If the words are in order from alphabetically-first to alphabetically-last, af1 and af2 take the same number of steps (linear).

If the words are in order from alphabetically last to alphabetically first, af1 is a lot worse than af2.

If there are ten elements in the list and ordered backwards, af2 takes about ten comparisons, af1 takes about 1000. If there are twenty, af2 takes about twenty comparisons, af1 takes about 1 million.

What is the growth of af1?

  • When you double the input size, the number of steps is multiplied by itself.
  • If you add one to the input size, the number of steps seems to double, which makes it exponential.

Why does it do that?

  • There are a lot of comparisons to do.
  • It feels like we start over, even after finding the first.
  • When we call af1 on a list of size n, it does TWO recursive calls on lists of size n-1
  • You get a doubling every time you add one thing. BAD/DANGEROUS!

Other notes

  • The helper makes things more efficient

We can do without the helper

(define alphabetically-first-3
  (lambda (strings)
    (counter-increment! AFC 'alphabetically-first-3)
    (cond
      [(null? (cdr strings))
       (car strings)]
      [else
       (let ([first (car strings)]
             [assistants-result (alphabetically-first-3 (cdr strings))])
         (if (string-ci<=? firsts assistants-result)
             first
             assisstants-result))])))

Is equivalently fast to af2.

Side note

When you call length to determine whether the length is 1, we get something similar, although not as bad.

10 + 9 + 8 + 7 + ….

The problem of sorting

Given a collection of things, put them in order.

Easy solution: (sort things less-equal?)

But we should be able to write our own sort function.

What is a collection?

  • It could be a vector, in which case we rearrange it.
  • It could be a list.
  • (Also hash, struct, file, tree)

Algorithm design time

Come up with as many algorithms for sorting as you can (for vectors or lists) in five minutes.

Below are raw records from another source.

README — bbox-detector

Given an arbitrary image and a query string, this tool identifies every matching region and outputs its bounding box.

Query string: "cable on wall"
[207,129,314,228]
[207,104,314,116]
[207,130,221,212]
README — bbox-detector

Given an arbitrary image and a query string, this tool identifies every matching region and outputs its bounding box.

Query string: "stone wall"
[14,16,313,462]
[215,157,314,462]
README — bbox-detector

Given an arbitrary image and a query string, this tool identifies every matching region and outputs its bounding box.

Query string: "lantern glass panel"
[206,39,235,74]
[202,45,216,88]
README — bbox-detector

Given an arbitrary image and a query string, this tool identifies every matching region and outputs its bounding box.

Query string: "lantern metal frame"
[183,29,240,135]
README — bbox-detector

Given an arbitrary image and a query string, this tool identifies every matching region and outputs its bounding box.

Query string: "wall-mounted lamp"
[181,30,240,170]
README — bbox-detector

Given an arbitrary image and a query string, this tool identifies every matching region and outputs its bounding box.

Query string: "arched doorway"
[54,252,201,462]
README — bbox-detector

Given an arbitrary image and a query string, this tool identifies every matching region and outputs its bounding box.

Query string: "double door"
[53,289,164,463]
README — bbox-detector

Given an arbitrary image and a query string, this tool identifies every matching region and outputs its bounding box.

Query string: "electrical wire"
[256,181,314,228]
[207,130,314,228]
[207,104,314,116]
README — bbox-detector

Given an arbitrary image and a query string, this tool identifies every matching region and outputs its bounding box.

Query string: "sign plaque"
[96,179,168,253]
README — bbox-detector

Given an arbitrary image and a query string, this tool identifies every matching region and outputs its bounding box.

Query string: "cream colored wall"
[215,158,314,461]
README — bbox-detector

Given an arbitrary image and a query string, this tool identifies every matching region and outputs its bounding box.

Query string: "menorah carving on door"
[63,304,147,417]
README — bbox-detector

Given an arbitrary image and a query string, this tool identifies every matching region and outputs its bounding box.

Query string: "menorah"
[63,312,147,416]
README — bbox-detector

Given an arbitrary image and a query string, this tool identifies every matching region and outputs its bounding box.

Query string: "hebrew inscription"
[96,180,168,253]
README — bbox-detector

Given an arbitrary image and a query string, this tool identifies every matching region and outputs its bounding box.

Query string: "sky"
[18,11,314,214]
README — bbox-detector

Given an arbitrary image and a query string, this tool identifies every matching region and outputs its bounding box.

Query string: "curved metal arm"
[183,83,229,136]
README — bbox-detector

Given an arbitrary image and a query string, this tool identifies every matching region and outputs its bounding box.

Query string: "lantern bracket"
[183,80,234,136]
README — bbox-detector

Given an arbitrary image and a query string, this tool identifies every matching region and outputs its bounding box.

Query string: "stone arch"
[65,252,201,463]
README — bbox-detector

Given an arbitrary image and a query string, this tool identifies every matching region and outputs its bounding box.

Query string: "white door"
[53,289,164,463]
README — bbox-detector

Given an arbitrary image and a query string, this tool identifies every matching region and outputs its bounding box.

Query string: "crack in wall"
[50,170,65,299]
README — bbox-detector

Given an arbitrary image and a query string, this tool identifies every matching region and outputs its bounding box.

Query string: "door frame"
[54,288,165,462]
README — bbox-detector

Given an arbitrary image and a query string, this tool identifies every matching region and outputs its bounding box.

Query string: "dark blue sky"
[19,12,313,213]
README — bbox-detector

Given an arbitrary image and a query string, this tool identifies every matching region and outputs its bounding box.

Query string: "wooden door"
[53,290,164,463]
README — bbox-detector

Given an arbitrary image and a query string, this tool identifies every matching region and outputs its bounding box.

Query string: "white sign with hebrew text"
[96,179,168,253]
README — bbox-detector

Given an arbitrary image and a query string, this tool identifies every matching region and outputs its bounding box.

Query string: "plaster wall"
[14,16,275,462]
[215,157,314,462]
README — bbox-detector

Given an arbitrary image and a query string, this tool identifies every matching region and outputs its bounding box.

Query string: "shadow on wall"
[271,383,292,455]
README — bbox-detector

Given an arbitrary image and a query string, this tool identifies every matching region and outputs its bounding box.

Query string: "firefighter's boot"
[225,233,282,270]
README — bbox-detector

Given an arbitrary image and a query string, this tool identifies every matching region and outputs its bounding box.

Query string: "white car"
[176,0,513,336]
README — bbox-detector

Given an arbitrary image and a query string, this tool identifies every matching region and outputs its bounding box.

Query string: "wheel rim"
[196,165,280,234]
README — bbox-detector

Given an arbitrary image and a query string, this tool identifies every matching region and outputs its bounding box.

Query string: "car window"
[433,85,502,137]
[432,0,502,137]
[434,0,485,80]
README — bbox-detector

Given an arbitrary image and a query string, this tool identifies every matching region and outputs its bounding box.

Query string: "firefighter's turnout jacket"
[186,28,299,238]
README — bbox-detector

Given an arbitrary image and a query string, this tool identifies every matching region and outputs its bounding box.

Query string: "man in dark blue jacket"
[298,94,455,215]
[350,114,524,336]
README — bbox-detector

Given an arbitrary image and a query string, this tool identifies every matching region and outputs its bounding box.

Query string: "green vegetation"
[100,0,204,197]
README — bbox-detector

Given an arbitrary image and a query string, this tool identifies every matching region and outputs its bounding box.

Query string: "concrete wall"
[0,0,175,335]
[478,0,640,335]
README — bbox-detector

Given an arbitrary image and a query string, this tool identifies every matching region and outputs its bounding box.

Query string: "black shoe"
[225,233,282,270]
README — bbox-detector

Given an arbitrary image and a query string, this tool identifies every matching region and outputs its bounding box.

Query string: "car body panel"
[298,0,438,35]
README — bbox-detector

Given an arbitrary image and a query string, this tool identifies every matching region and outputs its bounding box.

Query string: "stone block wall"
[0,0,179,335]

Examples of sorting algorithms

In a group of three or four (or maybe five), design at least two sorting algorithms, one for vectors and one for lists.

Algorithm 1: Oh, works on lists (selection sort)

  • Find the greatest element in the list using the algorithm above. (linear)
  • Do it again, consing to the front
    • Note: Consing in the right order is important: If you use tail recursion, you’ll probably cons the largest remaining onto so-far. If you use direct recursion, you’ll cons the smallest remaining onto the recursive call.

Algorithm 2: UM: Universal Masters, works on vectors (bubble sort)

  • Look at neighboring elements, swap if out of order (linear)
  • We have to walk down the line once for every element
  • So approximately n^2 (quadratic)

Algorithm 3: Variant of UM (selection sort)

  • Instead of swapping neighbors, just find the largest and swap to the end.

Algorithm 4: We Are Everybody (quicksort)

  • Find the average
  • Split into smaller than average and greater than average
  • Sort the two halves
  • Shove ‘em back together.

Analysis of sorting algorithms

We’re unlikely to get to this.

Schemification of sorting algorithms

There’s no way we’re getting to this.